La atracción era irresistible, y ambos estábamos listos para darse a conocer a fondo. Le pedí que se acercara, que se sentara sobre mí y que me diera lo que tanto deseaba. La sensación de tener su culo estrecho cerca de mi verga fue casi demasiado para soportar.
Me besó profundo y me dio un lamido suave en la punta, provocando un intenso placer que me hizo arquear la espalda. Mi polla se puso dura y lista para ser descubierta, y él se sintió atraído por la sensación de tener una verga gruesa en su boca.
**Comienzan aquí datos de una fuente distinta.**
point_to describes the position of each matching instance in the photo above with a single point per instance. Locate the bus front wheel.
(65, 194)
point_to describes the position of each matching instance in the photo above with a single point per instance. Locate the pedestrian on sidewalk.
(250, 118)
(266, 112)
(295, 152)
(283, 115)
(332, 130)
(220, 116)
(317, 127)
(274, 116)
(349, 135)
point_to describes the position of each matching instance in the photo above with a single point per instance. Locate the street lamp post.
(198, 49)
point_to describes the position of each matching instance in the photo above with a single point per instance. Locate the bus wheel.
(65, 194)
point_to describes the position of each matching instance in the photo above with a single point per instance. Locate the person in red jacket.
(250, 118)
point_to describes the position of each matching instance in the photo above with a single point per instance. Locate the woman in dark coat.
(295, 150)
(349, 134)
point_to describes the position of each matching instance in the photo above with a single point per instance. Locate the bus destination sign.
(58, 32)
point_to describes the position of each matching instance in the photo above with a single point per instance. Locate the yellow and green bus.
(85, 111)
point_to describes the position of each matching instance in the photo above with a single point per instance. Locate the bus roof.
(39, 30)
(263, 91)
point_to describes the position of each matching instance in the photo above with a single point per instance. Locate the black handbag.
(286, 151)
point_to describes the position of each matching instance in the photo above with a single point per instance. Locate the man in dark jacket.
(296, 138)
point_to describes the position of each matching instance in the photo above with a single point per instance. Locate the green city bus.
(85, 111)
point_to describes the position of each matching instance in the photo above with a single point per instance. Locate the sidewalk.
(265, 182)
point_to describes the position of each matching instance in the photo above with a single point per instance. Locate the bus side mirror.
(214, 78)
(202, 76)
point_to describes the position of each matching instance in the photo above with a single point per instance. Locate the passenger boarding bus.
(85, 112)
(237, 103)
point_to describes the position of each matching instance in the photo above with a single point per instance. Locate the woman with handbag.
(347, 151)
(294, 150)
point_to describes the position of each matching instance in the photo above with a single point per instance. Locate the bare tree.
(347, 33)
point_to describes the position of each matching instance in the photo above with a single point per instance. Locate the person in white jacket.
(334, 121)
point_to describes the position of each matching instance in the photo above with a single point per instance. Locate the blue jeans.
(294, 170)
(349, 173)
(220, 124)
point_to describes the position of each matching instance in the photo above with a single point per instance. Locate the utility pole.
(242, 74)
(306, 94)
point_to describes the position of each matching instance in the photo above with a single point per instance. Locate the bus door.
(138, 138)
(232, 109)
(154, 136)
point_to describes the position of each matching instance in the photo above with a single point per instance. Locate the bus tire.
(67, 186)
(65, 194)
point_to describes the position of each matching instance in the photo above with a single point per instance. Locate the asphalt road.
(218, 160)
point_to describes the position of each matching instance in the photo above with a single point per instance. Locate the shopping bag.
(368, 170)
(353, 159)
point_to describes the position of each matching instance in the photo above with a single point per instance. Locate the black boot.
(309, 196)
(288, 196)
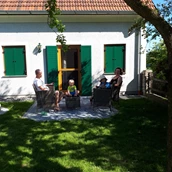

Me hizo gemir cuando se deslizó más hacia abajo, cubriendo completamente mi culo con su boca. La sensación de tenerlo allí, respirando mi verga y acariciándola con su lengua, fue casi demasiado para soportar.
Le pedí que se detuviera, que se parara y que me mirara a los ojos. Quería que supiera que estaba allí, que estaba listo para dar y recibir todo lo que él me ofreciera. Y cuando se detuvo, se miraron los ojos y se dieron cuenta de que ambos estaban listos para un encuentro íntimo que cambiaría la noche para siempre.